To investigate the importance of RRM2 in the modifying mechanism on C9 RNA toxicity, we tested whether overexpression of RRM2 was sufficient to rescue the axonopathy caused by 91S repeat RNA in our zebrafish model. Therefore, we injected mRNA encoding human RRM2 together with C9 repeat RNA in 1- to 2-cell stage zebrafish oocytes after confirmation of its expression (Supplementary Fig. 1f, online resource) and determination of the highest non-toxic dose (Supplementary Fig. 1 g, h, online resource). Assessment of SV2-stained motor axons showed a significant increase in axonal length and a trend of a decrease in aberrant branching when compared to embryos only injected with 91S repeat RNA (Fig. 5d, e), demonstrating that RRM2 overexpression could indeed rescue the phenotype. Altogether, our results indicate that RRM2 is a downstream target of HNRNPK, which is dysregulated in C9orf72 ALS and is involved in the C9 repeat RNA toxicity mechanism.
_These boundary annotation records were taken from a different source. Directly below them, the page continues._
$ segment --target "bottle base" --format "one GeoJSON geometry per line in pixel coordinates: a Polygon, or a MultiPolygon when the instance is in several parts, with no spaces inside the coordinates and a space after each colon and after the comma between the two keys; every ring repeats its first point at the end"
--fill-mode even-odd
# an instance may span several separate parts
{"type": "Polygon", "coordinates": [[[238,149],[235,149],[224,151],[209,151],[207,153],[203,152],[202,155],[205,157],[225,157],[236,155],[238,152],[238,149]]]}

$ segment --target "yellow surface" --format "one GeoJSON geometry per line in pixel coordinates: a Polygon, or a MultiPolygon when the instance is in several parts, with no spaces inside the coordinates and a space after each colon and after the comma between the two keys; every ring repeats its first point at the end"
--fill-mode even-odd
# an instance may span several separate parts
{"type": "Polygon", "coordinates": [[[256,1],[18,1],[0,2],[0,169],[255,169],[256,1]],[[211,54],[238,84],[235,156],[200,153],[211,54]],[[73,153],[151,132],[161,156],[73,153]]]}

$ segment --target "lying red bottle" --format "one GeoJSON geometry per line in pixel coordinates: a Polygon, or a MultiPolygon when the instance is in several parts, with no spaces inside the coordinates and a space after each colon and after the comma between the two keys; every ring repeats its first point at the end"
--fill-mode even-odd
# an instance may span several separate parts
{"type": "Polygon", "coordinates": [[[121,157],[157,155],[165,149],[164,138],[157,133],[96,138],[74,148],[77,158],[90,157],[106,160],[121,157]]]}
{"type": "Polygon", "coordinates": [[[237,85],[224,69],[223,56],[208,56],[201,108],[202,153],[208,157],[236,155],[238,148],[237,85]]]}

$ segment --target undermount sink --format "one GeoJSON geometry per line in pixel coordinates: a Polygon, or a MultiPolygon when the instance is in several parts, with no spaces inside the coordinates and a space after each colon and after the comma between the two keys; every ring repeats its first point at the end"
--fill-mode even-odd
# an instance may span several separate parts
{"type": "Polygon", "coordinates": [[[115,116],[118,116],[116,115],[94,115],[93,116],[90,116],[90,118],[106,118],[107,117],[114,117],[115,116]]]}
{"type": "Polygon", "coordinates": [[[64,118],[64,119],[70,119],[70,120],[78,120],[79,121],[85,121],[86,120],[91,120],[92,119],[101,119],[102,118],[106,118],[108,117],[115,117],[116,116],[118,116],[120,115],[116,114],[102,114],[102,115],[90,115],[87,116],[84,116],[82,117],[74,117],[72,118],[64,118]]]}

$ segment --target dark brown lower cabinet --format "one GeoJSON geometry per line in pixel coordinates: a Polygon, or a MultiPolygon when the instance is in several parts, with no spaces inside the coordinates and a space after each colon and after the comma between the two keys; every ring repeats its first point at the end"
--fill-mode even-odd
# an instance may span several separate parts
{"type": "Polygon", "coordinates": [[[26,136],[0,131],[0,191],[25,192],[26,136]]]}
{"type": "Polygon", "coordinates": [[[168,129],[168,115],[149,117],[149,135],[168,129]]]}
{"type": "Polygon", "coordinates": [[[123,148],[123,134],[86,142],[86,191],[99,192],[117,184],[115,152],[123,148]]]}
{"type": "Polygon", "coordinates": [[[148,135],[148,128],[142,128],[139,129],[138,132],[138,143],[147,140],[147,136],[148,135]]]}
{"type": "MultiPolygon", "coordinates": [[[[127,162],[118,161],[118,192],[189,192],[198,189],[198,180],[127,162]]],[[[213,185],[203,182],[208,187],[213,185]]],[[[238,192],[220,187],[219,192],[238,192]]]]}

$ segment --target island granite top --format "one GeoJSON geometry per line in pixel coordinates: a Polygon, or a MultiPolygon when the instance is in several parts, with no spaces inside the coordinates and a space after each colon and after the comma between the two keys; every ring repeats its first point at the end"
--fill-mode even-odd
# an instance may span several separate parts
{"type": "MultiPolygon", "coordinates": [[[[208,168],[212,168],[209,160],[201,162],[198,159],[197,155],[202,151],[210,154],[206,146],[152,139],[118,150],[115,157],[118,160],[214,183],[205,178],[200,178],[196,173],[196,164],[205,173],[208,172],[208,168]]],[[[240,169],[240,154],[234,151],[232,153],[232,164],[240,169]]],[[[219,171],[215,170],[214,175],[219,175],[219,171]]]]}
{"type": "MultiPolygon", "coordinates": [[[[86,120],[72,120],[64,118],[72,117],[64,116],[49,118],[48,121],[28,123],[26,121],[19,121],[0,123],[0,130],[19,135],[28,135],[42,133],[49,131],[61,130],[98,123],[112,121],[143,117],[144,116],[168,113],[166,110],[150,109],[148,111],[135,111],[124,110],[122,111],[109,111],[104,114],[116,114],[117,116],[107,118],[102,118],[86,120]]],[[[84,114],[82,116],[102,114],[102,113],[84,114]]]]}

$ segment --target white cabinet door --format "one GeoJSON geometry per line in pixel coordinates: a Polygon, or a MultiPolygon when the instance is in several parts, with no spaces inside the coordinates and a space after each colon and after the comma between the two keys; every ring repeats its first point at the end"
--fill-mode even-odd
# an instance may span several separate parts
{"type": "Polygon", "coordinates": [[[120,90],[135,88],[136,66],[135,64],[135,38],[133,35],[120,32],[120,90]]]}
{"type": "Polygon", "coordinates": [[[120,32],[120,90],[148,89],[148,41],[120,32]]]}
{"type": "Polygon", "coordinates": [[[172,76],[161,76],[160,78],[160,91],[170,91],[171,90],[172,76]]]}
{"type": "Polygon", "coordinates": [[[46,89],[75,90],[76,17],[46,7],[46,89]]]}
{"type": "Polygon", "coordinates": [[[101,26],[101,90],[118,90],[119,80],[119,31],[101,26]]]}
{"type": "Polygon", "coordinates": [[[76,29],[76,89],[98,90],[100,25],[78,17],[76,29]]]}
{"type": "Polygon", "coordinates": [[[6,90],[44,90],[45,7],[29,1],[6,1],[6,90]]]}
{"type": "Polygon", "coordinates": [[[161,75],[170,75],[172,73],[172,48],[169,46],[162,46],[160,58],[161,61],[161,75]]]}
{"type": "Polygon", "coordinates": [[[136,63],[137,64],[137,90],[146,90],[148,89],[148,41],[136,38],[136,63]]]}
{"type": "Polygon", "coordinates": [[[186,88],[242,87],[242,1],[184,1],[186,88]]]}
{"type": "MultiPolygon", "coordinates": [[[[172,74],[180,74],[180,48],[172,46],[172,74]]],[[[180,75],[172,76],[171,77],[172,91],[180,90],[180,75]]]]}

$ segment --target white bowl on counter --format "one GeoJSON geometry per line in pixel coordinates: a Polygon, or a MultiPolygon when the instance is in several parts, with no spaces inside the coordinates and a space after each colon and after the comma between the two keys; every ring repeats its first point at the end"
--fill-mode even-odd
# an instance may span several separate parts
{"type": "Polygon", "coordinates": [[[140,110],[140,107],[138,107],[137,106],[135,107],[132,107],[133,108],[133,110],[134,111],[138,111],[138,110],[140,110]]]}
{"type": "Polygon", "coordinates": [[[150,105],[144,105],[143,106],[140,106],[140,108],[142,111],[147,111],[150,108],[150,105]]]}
C9orf72 ALS patients display RRM2 depletion and nuclear translocation

To determine whether RRM2 expression and functionality is altered and, if so, which aspect is affected in C9 ALS/FTD, we first performed a Western blot using post-mortem motor cortex tissue and compared RRM2 protein levels in C9 ALS/FTD patients with those in non-neurodegenerative controls. Consistent with an expected decrease in RNA transcripts, as observed in our zebrafish model, we noted a 30% reduction in RRM2 levels in C9orf72 patients (Fig. 5f, g). RRM2 is responsible for catalyzing the formation of deoxyribonucleotides in DNA synthesis. In particular, higher expression and nuclear translocation (i.e., activation) of RRM2 is associated with DNA replication and repair processes [14]. Therefore, we performed immunohistochemistry on non-neurodegenerative control and C9orf72 patient motor cortex tissue in order to investigate the activation status of RRM2. Neuronal nuclei were visually inspected and subsequently scored positive or negative for RRM2. We observed significantly more staining in nuclei of pyramidal motor neurons, located in layer V of the motor cortex, of C9orf72 patients compared to non-neurodegenerative controls (Fig. 5h–k). Nuclear translocation of RRM2 was also observed in spinal cord of C9 ALS patients, but not in occipital cortex (Supplementary Fig. 8, online resource), suggesting that primarily the motor neuron-containing tissues display RRM2 alterations. Altogether, these data show changes in expression and localization of RRM2, which strongly indicates a disturbed function of RRM2 in C9 ALS/FTD.

HNRNPK downregulation or dysfunction, associated with reduced RRM2 levels, results in increased DNA damage

Since the cells primarily affected in ALS/FTD are post-mitotic neurons, disturbed DNA replication is unlikely to be the driving force of RRM2 dysregulation. Both HNRNPK and RRM2 are also involved in the DNA damage response although, their interaction at this level is not characterized [14, 50, 77]. To explore the link between these proteins in the context of DNA damage, we investigated the cellular response to stress when HNRNPK is downregulated and when DNA damage is induced [75].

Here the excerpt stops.